А наутро Гершл проснулся в пустом доме. Ни Нохума, ни жены его, ни Зелика, ни Ривки. Только на столе — конверт. Он вскрыл его дрожащими пальцами: деньги. Жалование за все месяцы, до копейки. Ни записки, ни строчки, ни слова. Как будто он был не человек, а та самая точка — бесконечно малая, из которой можно сложить линию, но которую можно и стереть, и никто даже не заметит.
Во дворе стояла запряжённая телега. Кучер Панас смотрел в сторону.
По дороге к станции Гершл остановился у Мойше-Аарона, который держал почтовый двор в Гуляй-Поле. Мойше-Аарон был человек с виду простой — широкое лицо, руки как лопаты, — но с одной особенностью: он никогда не лгал, потому что не считал это нужным, и никогда не говорил правду, потому что не считал это возможным. Он просто говорил то, что говорил, и предоставлял слушателю самому решать, что с этим делать.
Гершл попросил его передавать письма — от него к Ривке и от Ривки к нему.
— Передавать? — переспросил Мойше-Аарон, наливая водку. — Передавать — это я могу. Вопрос — куда.
— Ей. Прямо в руки.
— В руки, — повторил Мойше-Аарон. — Ну, давай выпьем за руки.
Они выпили. Потом ещё. Потом Мойше-Аарон перекрестился по привычке, хотя был евреем, — он жил среди украинцев так долго, что подхватил жест, как подхватывают кашель в тесной комнате, — и поклялся, что всё сделает.
И сделал.
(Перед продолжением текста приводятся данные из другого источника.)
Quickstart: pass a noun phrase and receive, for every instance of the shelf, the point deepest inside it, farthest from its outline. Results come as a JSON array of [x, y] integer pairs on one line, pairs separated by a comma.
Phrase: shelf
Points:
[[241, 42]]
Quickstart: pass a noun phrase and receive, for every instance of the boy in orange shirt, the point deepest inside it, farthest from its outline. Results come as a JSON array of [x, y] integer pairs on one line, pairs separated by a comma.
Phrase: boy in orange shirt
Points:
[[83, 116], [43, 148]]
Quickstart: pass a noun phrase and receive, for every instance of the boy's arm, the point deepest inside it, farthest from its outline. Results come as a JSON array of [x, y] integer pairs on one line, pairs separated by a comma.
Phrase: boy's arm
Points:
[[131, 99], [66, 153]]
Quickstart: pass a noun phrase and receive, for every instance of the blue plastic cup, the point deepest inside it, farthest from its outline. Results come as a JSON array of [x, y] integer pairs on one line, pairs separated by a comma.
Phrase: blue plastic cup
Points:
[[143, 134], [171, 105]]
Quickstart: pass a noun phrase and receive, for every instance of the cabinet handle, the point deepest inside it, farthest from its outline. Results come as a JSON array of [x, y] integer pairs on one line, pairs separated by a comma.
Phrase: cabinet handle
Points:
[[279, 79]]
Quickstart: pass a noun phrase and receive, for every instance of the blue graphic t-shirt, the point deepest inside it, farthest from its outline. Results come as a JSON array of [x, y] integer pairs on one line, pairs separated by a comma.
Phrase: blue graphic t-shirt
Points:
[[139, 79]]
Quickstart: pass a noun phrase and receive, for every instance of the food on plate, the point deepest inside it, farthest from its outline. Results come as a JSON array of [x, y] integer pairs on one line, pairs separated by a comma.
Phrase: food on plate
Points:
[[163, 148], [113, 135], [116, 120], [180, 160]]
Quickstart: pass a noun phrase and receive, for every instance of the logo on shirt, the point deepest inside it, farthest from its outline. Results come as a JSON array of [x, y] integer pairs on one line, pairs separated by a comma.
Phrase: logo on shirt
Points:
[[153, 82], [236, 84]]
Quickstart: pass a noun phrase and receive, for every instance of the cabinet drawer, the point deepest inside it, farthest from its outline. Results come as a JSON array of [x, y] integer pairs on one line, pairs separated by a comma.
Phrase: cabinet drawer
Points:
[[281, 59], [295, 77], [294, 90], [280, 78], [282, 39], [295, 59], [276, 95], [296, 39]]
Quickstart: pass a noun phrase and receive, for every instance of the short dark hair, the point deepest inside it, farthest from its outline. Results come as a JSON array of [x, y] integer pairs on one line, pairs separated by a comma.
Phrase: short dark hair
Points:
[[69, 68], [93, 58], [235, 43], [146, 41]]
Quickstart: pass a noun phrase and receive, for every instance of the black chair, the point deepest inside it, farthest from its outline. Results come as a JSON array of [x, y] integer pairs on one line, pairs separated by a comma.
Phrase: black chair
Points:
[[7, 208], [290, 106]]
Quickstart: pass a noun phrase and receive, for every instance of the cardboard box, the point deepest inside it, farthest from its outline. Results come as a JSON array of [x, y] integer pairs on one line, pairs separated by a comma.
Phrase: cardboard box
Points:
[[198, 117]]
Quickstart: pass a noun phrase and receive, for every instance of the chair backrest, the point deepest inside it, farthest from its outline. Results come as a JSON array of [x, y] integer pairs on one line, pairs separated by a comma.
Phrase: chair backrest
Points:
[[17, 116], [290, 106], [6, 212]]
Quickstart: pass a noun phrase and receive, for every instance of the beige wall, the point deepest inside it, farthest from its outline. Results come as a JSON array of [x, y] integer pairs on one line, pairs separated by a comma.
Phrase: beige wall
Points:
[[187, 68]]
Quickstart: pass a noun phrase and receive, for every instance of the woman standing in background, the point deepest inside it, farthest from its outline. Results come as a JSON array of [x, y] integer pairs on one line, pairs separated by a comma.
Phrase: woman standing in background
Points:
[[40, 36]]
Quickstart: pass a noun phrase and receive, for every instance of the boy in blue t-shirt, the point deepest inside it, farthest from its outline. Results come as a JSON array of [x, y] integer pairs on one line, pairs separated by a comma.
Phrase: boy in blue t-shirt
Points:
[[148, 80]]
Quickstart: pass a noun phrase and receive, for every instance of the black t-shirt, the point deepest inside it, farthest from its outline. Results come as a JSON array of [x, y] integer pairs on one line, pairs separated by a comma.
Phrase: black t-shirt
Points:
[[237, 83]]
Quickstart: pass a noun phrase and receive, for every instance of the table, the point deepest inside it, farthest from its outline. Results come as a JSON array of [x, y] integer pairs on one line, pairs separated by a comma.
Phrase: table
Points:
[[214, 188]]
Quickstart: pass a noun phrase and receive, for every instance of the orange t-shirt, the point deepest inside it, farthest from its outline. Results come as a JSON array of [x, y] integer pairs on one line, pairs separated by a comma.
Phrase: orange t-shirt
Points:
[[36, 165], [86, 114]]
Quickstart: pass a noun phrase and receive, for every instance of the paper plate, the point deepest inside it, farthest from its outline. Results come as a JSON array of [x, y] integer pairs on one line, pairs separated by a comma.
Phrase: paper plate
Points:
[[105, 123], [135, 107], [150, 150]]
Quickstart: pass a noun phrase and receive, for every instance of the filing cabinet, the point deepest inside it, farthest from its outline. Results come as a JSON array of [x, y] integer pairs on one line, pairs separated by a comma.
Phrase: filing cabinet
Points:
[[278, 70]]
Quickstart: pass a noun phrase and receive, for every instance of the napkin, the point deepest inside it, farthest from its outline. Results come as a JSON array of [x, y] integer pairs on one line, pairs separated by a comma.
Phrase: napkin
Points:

Гершл писал письма — горячие, путаные, полные тех самых промежутков, о которых он так хорошо умел рассуждать, — а Мойше-Аарон аккуратно, одно за другим, передавал их прямо в руки. Только не в те руки. А в руки Нохума Галперина. Потому что Мойше-Аарон знал, на чьей мельнице мелют его муку.
Гершл ждал ответа неделю. Две. Три. Ответа не было. Он написал ещё. И ещё. Потом перестал. Поставил несколько точек. И эти точки — не многоточие. Каждая из них — отдельная, сама по себе. Как те точки, из которых состоит линия: бесконечно малые, невидимые, неделимые. Из них ничего нельзя вычесть, к ним ничего нельзя прибавить. Каждая — замкнутый мир, как монада, которая не имеет окон, но содержит в себе отражение всей вселенной. Гершл шёл по этим точкам — от одной к другой, спотыкаясь, падая, поднимаясь, — и каждое падение было целым, неделимым событием, как атом, который нельзя разрезать. Он делал ошибки — одну за другой, одну глупее другой, — потому что шёл с завязанными глазами по линии, которая состоит из точек, а между точками — тот самый промежуток, о котором говорил ему когда-то отец: не доски, а щели; не слова, а молчание; не жизнь, а то, что между.
Он долго блуждал. Как долго — он сам потом не мог сказать, потому что время, состоящее из неделимых мгновений, невозможно измерить: каждое мгновение бесконечно мало, а их сумма — бесконечно велика, и как из одного получается другое — этого не знает никто, даже глазастая Хая-Рохл из Немирова.